Let me add to #3 in a much more direct way that is not a threat, but already a reality. Millions of dollars in research funds have already been cut. This has gutted graduate schools. In many graduate programs, especially in the hard sciences, students don't just apply for acceptance into the program, they need to get "hired" (their term) by a specific professor to work in their lab on a specific project that is funded by a specific grant. Way too often, I am learning, that is a federal grant that has been cancelled.

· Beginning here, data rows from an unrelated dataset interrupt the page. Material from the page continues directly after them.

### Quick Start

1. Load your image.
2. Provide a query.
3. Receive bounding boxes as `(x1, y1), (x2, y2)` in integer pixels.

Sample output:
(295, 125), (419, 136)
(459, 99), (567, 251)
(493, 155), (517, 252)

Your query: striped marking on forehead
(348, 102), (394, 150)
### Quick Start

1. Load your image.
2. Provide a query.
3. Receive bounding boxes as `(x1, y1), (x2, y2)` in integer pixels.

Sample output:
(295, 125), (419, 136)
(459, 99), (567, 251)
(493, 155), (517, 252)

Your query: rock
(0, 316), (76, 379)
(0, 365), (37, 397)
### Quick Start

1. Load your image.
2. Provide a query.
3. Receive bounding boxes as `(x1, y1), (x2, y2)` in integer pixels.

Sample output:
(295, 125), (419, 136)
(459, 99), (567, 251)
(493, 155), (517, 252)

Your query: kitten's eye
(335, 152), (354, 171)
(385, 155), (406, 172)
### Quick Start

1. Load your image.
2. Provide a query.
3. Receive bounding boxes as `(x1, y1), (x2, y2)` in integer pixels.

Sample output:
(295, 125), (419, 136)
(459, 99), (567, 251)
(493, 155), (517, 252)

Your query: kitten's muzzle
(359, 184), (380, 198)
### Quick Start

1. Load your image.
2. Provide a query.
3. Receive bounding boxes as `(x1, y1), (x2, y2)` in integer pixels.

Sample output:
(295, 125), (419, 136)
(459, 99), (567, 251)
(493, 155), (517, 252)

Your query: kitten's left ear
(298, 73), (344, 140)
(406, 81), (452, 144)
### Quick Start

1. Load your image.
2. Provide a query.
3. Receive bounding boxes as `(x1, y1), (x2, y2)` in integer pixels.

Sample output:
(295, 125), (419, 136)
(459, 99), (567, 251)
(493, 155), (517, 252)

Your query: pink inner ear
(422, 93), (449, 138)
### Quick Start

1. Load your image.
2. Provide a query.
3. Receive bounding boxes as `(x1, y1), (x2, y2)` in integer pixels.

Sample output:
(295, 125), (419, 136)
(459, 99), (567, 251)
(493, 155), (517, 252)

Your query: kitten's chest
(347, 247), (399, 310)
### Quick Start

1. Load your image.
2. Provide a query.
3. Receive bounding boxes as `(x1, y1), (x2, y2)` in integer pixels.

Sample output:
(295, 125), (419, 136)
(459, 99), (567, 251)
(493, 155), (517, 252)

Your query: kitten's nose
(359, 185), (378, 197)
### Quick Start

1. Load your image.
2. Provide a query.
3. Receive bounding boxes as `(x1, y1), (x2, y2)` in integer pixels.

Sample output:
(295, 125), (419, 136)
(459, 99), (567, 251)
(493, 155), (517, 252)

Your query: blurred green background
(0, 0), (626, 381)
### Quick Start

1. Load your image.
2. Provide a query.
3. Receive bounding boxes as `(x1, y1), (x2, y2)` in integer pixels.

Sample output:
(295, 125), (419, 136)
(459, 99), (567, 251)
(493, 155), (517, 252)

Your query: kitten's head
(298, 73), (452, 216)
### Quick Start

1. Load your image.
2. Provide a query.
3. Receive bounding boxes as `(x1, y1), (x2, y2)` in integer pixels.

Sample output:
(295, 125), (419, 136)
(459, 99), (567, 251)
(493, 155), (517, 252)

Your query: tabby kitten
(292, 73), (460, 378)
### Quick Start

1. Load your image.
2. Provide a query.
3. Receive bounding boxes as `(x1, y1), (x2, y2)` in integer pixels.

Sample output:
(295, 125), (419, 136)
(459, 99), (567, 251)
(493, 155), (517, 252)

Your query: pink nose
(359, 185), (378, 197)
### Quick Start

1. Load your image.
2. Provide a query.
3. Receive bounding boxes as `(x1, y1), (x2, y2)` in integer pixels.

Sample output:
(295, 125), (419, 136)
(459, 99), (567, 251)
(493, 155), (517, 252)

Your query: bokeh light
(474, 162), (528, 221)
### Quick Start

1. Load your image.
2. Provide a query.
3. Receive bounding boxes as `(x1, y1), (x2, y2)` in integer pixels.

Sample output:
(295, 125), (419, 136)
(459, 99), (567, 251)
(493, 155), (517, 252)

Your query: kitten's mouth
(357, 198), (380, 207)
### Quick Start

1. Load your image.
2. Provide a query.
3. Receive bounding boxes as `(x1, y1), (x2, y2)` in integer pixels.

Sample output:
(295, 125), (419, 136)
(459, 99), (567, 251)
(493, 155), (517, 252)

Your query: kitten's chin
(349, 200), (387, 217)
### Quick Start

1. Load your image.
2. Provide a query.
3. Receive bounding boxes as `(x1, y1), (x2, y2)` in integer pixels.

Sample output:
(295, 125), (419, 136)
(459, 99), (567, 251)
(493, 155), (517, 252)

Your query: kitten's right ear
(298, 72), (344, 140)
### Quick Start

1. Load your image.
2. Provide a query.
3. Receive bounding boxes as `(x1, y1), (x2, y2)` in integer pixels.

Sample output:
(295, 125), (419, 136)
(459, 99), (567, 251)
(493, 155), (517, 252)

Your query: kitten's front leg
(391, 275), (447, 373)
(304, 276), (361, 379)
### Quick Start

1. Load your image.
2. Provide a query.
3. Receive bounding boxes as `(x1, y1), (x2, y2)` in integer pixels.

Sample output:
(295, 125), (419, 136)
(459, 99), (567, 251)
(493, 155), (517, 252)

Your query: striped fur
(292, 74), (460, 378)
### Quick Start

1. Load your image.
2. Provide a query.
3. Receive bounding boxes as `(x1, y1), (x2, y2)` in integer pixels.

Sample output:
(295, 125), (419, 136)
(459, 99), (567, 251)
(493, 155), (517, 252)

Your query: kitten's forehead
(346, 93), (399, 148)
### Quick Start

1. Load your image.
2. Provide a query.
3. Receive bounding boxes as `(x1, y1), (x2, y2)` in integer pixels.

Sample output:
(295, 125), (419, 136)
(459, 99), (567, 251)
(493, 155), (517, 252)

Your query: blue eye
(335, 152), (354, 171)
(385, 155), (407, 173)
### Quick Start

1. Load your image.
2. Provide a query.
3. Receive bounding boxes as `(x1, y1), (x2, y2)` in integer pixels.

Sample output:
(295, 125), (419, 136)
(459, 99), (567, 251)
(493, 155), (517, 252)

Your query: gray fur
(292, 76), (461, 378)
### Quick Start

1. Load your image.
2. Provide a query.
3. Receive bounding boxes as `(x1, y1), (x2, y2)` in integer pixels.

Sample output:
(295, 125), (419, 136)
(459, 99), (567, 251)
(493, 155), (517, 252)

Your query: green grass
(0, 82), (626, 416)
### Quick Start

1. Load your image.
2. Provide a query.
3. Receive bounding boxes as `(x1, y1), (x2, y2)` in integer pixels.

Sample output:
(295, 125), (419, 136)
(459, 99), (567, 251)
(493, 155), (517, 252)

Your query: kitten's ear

Almost a year ago, I agreed to be the keynote speaker at the Frontiers in Ornithology Symposium this October. This is for high schoolers and undergrads aspiring to careers in ecology, wildlife mgmt, etc. I've been interviewing undergrads, grad students, and profs. What I'm learning is that graduate programs have been decimated, in that probably MORE THAN HALF of all admissions spots have been cancelled. Where programs normally admitted 10 or more grad students, now, for the academic year about to start, they only have funding for one or two. I assume the same is happening in other fields (e.g. healthcare-related fields). The implications of this, of course, are long term.

Toyib Aremu's avatar

Totally agree. There is something called hatch funds that people in the agricultural/economic sciences access to bring on board graduate (Master's) students. The fund pays for the education of these students while the students help faculties do research. That fund, I understand - at least at the University where I am, is now gone and the department, like Stephen mentioned above, cannot bring grad student on board anymore.